その「サン・クエンティン・ウォーリアーズ」のスタメンである5人+コーチを主に追っていて、彼らの犯した罪からチームでのそれぞれの活躍ぶりを追っていく。コーチが一番エグイ犯罪を犯していた。一番温厚そうな雰囲気なのに。でもあのサン・クエンティンなのだから、『Oz / OZ/オズ (1997-2003)」みたいなおどろおどろしい雰囲気なんでしょ!と思ったけれど、割りとみんな和気あいあいとしている。バスケをすることで、そういう穏やかな感じになるのか(とは本人たちも言っていたけど)、わざと和気あいあいとした感じを見せたのかは分からない。でも、彼らが試合をする時には遠征する訳にはいかないので、普通の一般のチームが塀の中まで遠征してやってくる。唯一、刑務所ぽいなーと思ったのが、観客の野次。観客は全員囚人。野次が怖い。そして、GSWもやってくる!と言っても、試合に来るのはGリーグよりも下のGリーグの控え選手たち。でもアシスタントコーチの人たちは本物なので、サン・クエンティンのメンバーたちは張り切る。その中でも、元々バスケットで大学の奨学金まで貰っていたハリー・”ATL”・スミスは、気合の入れ方が違う。彼はもうすぐ出所するので、その後はGリーグで...ゆくゆくはNBAで活躍したいと思っているのだ。と、ここで急にドラマチックになってきますよね。正直、私も心躍ってしまいました。ネタバレはしませんが、まあそうですよね。前々から書いているように、NBAで活躍出来る人なんて、ホンの一握りの選ばれし者たちだけ。冒頭でバスケをやっている最中に喧嘩かと思ったら、最後まで見るとそうではなかったというのがあって、それは演出的に行き過ぎだ。

スタメン5人のうちのテルヴィン・フォーネットも気になりました。彼は犯した罪が映画の中では語られていない。そして最後にギターが上手い他の囚人とコラボしてラップをやっている。上手かった。そしてそのギターの人が歌も物凄い上手かった!Waleみたいな感じ。そういえば、「Lifers Group」のメンバーってどうなったんだろう?囚人で構成したラップグループ。ふと思い出した。

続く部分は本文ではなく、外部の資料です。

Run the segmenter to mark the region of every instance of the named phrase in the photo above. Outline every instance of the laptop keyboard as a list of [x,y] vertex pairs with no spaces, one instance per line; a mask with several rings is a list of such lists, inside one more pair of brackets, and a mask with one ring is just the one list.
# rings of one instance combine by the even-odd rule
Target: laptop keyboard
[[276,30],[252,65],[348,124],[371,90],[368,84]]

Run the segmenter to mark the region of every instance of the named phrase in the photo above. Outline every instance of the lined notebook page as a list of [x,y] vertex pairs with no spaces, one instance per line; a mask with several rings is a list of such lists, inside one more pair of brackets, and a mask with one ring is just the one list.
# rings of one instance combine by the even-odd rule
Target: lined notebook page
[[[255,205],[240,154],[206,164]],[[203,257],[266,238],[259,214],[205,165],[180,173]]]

この映画でハッとさせられたのが2か所ある。一つは、刑務所内の教会で説教師をしているハリー・”ATL”・スミスに「俺の十字架は重い」と食い下がる別の囚人とのシーンと、そのスミスが出所する前に別の囚人に「ここの事は忘れるんだ」と言われるシーン。残念ながらバスケットのシーンではなかった。忘れろ言われたスミスともう1人の会話がズシンと残る。私も彼らは忘れるべきではないと思う。別の囚人が食い掛かったように彼らの十字架は重い。その重い十字架を背負いながらも彼らが更生して、これからの人生をまともに生きてくれることを願う。